Personal information
- Full name: Thierry Mukuta Kiesse
- Date of birth: 5 January 1989 (age 36)
- Place of birth: Paris, France
- Height: 1.87 m (6 ft 2 in)
- Position(s): Defensive Midfielder

Team information
- Current team: FK Ferizaj

Youth career
- 2005–2009: SCO Angers B

Senior career*
- Years: Team / Apps / (Gls)
- 2009–2010: Spandauer SV / 34 / (6)
- 2010–2011: SV Wacker Burghausen / 17 / (5)
- 2011–2013: US Orléans / 49 / (8)
- 2014–2015: RC Arbaa / 24 / (4)
- 2018–: FK Valmiera / - / (-)

International career
- 2012–2013: DR Congo U-21 / 3
- 2015: DR Congo / 3

= Thierry Mukuta =

French footballer (born 1989)

Thierry Mukuta Kiesse (born 5 January 1989) is a Congolese footballer who currently plays as a defensive midfielder in FK Valmiera.

==Club career==
Mukuta Kiesse started his playing career in 2005 with French club SCO Angers B where he became a reference.
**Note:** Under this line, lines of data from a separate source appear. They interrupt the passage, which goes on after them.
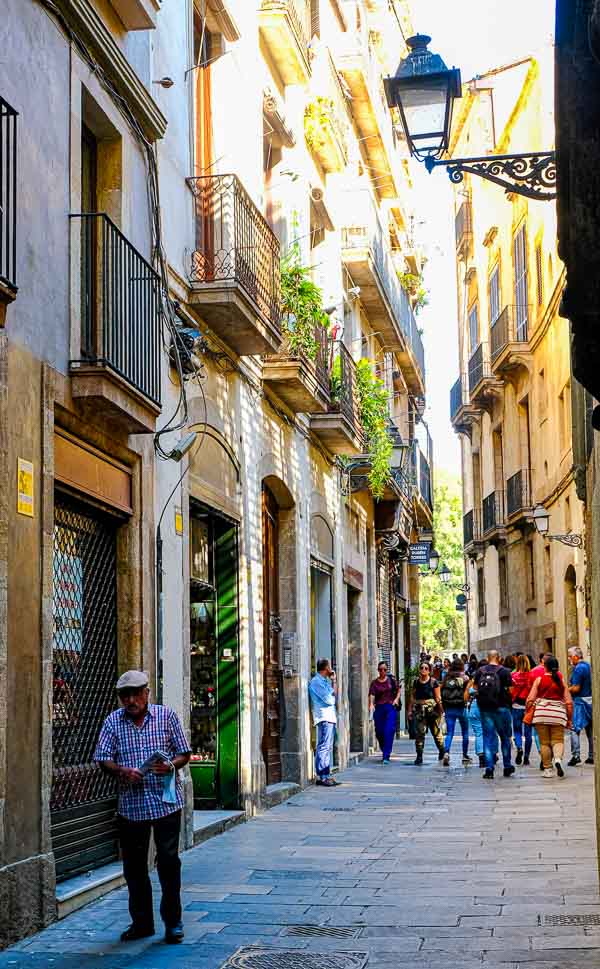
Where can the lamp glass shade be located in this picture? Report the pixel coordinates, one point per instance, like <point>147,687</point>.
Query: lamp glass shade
<point>541,519</point>
<point>445,574</point>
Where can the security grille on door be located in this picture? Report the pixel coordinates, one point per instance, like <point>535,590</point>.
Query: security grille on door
<point>82,799</point>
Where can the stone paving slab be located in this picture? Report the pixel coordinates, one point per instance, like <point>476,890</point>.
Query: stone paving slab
<point>428,866</point>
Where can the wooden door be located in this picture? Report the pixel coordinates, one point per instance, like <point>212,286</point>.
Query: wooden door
<point>271,744</point>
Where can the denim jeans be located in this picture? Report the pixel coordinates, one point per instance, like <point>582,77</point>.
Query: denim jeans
<point>520,728</point>
<point>454,715</point>
<point>496,723</point>
<point>325,735</point>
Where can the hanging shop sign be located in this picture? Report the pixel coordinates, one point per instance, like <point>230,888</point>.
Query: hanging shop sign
<point>418,553</point>
<point>25,488</point>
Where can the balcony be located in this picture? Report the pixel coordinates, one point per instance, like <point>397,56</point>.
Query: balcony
<point>492,515</point>
<point>234,274</point>
<point>117,377</point>
<point>362,72</point>
<point>299,381</point>
<point>518,496</point>
<point>8,205</point>
<point>483,384</point>
<point>339,428</point>
<point>285,30</point>
<point>367,256</point>
<point>509,335</point>
<point>471,530</point>
<point>464,230</point>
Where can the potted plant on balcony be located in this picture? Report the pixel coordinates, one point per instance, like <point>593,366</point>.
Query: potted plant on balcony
<point>298,373</point>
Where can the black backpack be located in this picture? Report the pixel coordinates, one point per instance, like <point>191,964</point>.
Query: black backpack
<point>489,688</point>
<point>453,690</point>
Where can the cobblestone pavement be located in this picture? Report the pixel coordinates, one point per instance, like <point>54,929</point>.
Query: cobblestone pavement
<point>424,867</point>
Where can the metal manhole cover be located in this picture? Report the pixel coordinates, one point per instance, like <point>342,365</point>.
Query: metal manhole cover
<point>571,919</point>
<point>261,957</point>
<point>332,931</point>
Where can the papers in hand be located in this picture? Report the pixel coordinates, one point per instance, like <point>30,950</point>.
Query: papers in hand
<point>158,757</point>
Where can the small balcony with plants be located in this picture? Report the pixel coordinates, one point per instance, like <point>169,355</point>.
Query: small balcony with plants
<point>285,32</point>
<point>8,205</point>
<point>234,273</point>
<point>116,375</point>
<point>340,427</point>
<point>299,372</point>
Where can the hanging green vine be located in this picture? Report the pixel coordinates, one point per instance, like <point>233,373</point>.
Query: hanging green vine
<point>373,402</point>
<point>318,117</point>
<point>302,308</point>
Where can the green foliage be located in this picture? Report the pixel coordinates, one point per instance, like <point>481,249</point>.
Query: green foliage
<point>317,119</point>
<point>442,627</point>
<point>373,403</point>
<point>302,307</point>
<point>413,285</point>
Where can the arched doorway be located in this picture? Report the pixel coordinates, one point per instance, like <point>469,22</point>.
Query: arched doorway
<point>277,514</point>
<point>571,626</point>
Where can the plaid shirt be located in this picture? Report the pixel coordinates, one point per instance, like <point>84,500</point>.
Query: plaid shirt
<point>129,746</point>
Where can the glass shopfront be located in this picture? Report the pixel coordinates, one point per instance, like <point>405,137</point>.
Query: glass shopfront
<point>214,658</point>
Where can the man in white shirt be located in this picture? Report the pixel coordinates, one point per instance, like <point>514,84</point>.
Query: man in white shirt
<point>322,691</point>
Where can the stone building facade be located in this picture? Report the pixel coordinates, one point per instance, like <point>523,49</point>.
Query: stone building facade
<point>171,158</point>
<point>512,404</point>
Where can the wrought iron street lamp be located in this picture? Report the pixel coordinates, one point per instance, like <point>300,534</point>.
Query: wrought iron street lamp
<point>541,518</point>
<point>423,92</point>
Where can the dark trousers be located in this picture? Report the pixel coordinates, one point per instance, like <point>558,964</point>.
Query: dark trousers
<point>135,841</point>
<point>385,717</point>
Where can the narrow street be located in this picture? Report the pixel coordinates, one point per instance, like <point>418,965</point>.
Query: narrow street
<point>406,866</point>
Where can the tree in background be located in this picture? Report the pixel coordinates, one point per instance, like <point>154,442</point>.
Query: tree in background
<point>443,628</point>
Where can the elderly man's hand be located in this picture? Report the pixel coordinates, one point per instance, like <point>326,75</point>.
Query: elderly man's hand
<point>163,767</point>
<point>132,775</point>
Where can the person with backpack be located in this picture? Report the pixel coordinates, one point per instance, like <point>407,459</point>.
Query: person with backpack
<point>453,700</point>
<point>493,684</point>
<point>384,703</point>
<point>520,692</point>
<point>426,708</point>
<point>553,711</point>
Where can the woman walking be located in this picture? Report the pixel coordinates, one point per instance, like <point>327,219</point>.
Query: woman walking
<point>453,699</point>
<point>553,712</point>
<point>384,703</point>
<point>426,705</point>
<point>520,692</point>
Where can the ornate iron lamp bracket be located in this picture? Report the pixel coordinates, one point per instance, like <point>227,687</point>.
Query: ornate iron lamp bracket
<point>532,174</point>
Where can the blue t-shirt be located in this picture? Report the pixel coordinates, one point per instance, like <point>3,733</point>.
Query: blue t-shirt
<point>581,676</point>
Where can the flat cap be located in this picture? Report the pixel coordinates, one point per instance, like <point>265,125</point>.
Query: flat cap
<point>132,679</point>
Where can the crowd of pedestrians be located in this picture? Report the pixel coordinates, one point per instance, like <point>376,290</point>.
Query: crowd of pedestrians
<point>503,701</point>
In 2009, he moved to German division Spandauer SV club in the Regionalliga Berlin 1 where he played 36 games and scoring 6 goals. The defensive midfielder was recruited in 3.Liga SV Wacker Burghausen club, in 2010, where he was trained by the famous Mario Basler. In 2011, Mukuta Kiesse decided to return in France to join the Ligue 2 US Orléans club for a season where he appeared in 49 of their matches and scoring 8 goals. Mukuta Kiesse joined the Ligue 1 Algerian RC Arbaa club in 2014.

==International career==
Thierry Mukuta made three appearances for the Democratic Republic of the Congo under-21 and was also invited to the senior national team in 2015 by coach Florent Ibengé where he also made three appearances for the national team.